Also, have you considered your options with the CU? You currently have savings there and they allow lending x3 times above what you have saved. It could free up one of the loans you currently have with a bank and the CU generally have a lower interest rate and allow additional extra payments should you have a few bob left each month. check out every avenue and do what you can to clear what has the highest interest - I suspect it is the Credit Cards. 

The best of luck to ye both, stay positive!!


----------



## jaja (28 Apr 2010)

Check out MABS (Money Advice and Budgeting Service). They are an excellent service with great advice and help with money worries. Maybe some of the loans could be combined into one loan for lower repayments.


----------



## dubrov (28 Apr 2010)

€100 per month for mortgage protection seems crazy. It must be one hell of a fancy policy.

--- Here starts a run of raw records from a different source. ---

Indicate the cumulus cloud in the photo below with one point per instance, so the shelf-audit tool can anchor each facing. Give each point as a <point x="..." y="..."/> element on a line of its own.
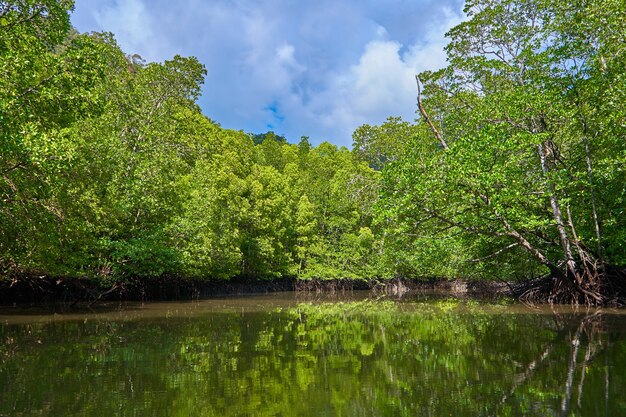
<point x="300" y="68"/>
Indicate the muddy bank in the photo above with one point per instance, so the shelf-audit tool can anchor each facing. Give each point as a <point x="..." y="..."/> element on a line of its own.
<point x="42" y="289"/>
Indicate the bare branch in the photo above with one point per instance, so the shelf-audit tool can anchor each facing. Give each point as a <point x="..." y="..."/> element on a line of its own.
<point x="426" y="117"/>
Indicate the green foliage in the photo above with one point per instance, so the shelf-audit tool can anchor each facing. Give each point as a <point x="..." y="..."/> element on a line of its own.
<point x="108" y="168"/>
<point x="529" y="159"/>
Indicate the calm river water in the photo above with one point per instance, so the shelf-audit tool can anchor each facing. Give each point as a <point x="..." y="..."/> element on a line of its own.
<point x="286" y="355"/>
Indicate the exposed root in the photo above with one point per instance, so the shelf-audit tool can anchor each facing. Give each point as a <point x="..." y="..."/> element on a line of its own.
<point x="600" y="288"/>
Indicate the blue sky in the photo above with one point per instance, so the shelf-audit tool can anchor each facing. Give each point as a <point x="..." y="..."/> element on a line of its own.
<point x="316" y="68"/>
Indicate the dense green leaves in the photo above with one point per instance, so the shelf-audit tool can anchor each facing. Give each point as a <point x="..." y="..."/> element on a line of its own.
<point x="108" y="168"/>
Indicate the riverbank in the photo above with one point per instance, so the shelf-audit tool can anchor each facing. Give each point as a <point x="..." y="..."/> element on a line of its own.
<point x="43" y="289"/>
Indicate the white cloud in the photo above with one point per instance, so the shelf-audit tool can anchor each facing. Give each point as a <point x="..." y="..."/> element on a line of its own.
<point x="132" y="25"/>
<point x="319" y="69"/>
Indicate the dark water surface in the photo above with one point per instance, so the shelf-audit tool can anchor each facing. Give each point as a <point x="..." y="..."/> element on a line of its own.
<point x="283" y="355"/>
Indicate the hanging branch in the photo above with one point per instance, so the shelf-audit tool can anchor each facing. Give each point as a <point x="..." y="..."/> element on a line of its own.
<point x="426" y="117"/>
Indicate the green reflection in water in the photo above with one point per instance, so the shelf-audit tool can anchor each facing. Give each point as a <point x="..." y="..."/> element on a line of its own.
<point x="365" y="358"/>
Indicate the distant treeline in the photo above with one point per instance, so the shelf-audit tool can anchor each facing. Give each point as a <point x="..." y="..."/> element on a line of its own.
<point x="515" y="168"/>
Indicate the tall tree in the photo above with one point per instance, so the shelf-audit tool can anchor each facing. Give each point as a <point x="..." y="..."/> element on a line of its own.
<point x="512" y="158"/>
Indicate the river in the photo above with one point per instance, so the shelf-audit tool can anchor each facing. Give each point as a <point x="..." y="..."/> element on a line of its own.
<point x="288" y="354"/>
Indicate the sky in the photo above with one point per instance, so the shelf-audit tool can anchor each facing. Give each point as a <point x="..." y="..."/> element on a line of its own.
<point x="298" y="68"/>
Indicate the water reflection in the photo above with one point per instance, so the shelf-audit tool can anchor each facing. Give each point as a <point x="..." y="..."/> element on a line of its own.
<point x="274" y="356"/>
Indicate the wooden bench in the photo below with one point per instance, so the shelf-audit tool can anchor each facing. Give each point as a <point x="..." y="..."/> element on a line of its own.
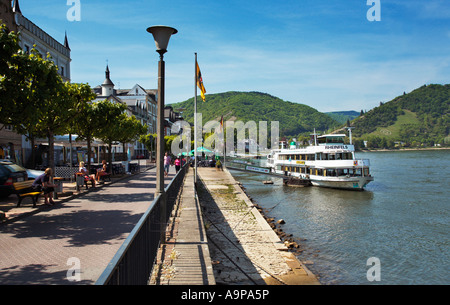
<point x="24" y="189"/>
<point x="81" y="180"/>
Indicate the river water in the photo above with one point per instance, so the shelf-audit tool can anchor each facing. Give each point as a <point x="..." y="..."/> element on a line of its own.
<point x="402" y="219"/>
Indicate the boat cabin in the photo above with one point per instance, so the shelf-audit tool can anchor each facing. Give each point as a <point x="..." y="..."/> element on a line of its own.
<point x="331" y="139"/>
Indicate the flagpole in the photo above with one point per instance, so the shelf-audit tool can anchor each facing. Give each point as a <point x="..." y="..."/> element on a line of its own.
<point x="195" y="122"/>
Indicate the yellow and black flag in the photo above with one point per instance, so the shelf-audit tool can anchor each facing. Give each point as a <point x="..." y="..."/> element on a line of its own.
<point x="200" y="83"/>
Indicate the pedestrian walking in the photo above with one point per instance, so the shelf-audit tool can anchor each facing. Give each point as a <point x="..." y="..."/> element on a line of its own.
<point x="42" y="183"/>
<point x="177" y="164"/>
<point x="167" y="161"/>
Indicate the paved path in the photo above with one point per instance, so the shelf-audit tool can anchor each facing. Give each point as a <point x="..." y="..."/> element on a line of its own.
<point x="244" y="248"/>
<point x="187" y="260"/>
<point x="88" y="229"/>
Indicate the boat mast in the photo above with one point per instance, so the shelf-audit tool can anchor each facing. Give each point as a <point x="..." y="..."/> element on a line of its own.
<point x="350" y="133"/>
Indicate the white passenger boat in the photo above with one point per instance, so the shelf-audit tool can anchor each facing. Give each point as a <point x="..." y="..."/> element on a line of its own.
<point x="327" y="162"/>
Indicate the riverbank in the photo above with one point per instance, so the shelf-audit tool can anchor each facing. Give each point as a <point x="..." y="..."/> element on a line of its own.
<point x="244" y="248"/>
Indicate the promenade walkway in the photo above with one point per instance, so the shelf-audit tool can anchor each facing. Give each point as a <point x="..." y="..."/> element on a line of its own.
<point x="221" y="238"/>
<point x="87" y="229"/>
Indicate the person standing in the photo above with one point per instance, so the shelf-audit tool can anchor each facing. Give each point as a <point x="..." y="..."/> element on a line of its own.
<point x="177" y="164"/>
<point x="42" y="183"/>
<point x="85" y="172"/>
<point x="167" y="161"/>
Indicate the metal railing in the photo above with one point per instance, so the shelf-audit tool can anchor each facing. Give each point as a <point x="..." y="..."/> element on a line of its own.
<point x="133" y="262"/>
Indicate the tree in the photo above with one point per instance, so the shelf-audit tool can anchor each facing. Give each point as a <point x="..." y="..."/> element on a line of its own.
<point x="149" y="141"/>
<point x="107" y="131"/>
<point x="130" y="129"/>
<point x="89" y="119"/>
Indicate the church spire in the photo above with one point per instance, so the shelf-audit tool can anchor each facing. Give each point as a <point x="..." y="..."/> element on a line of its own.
<point x="66" y="42"/>
<point x="108" y="85"/>
<point x="16" y="7"/>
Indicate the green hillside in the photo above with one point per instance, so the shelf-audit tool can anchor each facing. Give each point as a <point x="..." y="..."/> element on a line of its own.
<point x="255" y="106"/>
<point x="420" y="118"/>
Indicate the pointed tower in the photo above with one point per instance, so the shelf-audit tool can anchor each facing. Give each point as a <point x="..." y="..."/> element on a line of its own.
<point x="108" y="85"/>
<point x="66" y="42"/>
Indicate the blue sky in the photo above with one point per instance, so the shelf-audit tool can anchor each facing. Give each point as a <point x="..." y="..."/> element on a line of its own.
<point x="322" y="53"/>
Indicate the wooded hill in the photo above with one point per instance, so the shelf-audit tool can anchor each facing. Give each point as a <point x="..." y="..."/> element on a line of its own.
<point x="294" y="118"/>
<point x="419" y="118"/>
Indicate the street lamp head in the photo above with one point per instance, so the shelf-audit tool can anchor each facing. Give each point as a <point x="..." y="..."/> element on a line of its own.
<point x="161" y="34"/>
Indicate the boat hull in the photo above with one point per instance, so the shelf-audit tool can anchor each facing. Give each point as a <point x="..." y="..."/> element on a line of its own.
<point x="354" y="183"/>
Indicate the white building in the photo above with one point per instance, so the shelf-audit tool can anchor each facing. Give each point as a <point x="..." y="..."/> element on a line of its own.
<point x="11" y="144"/>
<point x="31" y="34"/>
<point x="140" y="102"/>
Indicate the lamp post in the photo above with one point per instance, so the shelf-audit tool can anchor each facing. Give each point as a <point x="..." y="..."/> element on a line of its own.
<point x="161" y="34"/>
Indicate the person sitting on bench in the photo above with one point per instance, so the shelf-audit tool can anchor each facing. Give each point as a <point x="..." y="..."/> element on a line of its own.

I'd shop around for a better price.

I'm paying a fraction of that for a much larger mortgage


----------



## doubledeb (28 Apr 2010)

I'm paying €150 mort protection p.m., I have a few health problems (not life threatning BTW) and some family history of health problems, its dual life on 280k!


----------



## dubrov (29 Apr 2010)

I just entered the details for a couple of 30 ear old non-smokers with a mortgage of €310k spread over 26 years in 123.ie. Basic mortgage protection comes back at €25 per month.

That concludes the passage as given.